There are additional risks when key data processes are executed, for example migration, testing or extraction, transformation and load processes (ETL). Lack of skilled data management and technology specialists, ineffective project management, poor governance or lack of business engagement can impact the success of these activities, introducing further risks when manipulating data to its target end state.

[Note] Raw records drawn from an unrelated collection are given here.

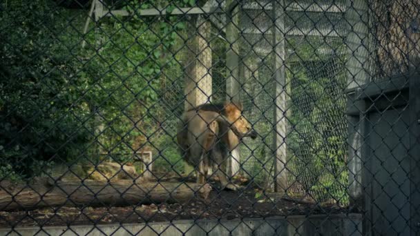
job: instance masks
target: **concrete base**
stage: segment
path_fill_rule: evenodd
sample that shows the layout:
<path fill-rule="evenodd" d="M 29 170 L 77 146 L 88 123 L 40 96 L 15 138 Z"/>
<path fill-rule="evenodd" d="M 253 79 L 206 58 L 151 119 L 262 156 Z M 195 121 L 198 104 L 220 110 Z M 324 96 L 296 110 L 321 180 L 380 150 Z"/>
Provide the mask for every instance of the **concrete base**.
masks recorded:
<path fill-rule="evenodd" d="M 267 219 L 1 228 L 0 235 L 361 235 L 359 214 L 294 215 Z M 231 233 L 229 234 L 229 233 Z"/>

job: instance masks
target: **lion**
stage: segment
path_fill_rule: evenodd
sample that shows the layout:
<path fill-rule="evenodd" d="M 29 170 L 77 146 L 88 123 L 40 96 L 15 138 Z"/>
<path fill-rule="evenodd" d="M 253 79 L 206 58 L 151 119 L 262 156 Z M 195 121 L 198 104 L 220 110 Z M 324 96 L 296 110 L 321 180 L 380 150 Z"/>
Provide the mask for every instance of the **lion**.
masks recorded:
<path fill-rule="evenodd" d="M 237 190 L 225 174 L 226 161 L 243 137 L 257 137 L 256 132 L 242 115 L 240 103 L 202 104 L 184 112 L 177 141 L 183 159 L 197 172 L 197 182 L 204 184 L 211 168 L 216 168 L 222 188 Z"/>

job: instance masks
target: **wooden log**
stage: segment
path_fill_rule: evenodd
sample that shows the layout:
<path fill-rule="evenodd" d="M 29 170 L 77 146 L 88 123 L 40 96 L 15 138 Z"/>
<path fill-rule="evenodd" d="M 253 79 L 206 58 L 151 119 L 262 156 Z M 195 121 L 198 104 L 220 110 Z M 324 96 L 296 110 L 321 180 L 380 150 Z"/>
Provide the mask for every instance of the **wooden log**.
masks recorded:
<path fill-rule="evenodd" d="M 183 203 L 195 197 L 206 199 L 209 184 L 180 182 L 61 181 L 45 178 L 28 185 L 0 182 L 0 210 L 30 210 L 61 206 L 128 206 Z"/>

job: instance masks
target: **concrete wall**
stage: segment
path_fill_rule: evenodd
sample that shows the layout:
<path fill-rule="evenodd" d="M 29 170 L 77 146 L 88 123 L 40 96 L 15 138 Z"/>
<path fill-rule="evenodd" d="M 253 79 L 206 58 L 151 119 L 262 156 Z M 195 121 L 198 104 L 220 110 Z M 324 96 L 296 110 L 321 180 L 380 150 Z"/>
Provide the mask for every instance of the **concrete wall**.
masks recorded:
<path fill-rule="evenodd" d="M 297 215 L 267 219 L 179 220 L 93 226 L 1 228 L 0 235 L 361 235 L 362 217 L 358 214 Z"/>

In data driven decision-making processes, getting the algorithm right is crucial. This relies on getting the correct historical data sets, coupled with the right skills sets, both to undertake the work and offer assurance over it. Some degree of bias will always be present, and it is important to take steps to mitigate it. Data-based decision-making processes must always be reliable, repeatable and trustworthy, including key regulatory implications for fair treatment of customers. Predictive algorithms make decisions on lending and investment, based on historical social, ethnic and gender data and must be carefully reviewed for bias.
Poor data management can give rise to legal, regulatory and conduct risks, with a significant impact on a firm’s reputation and revenue. These risks need to be considered at every point where data is collected, stored, managed or handled across the organisation. Appropriate training, supported by the right data ethics and culture, will help embed holistic data controls across the business.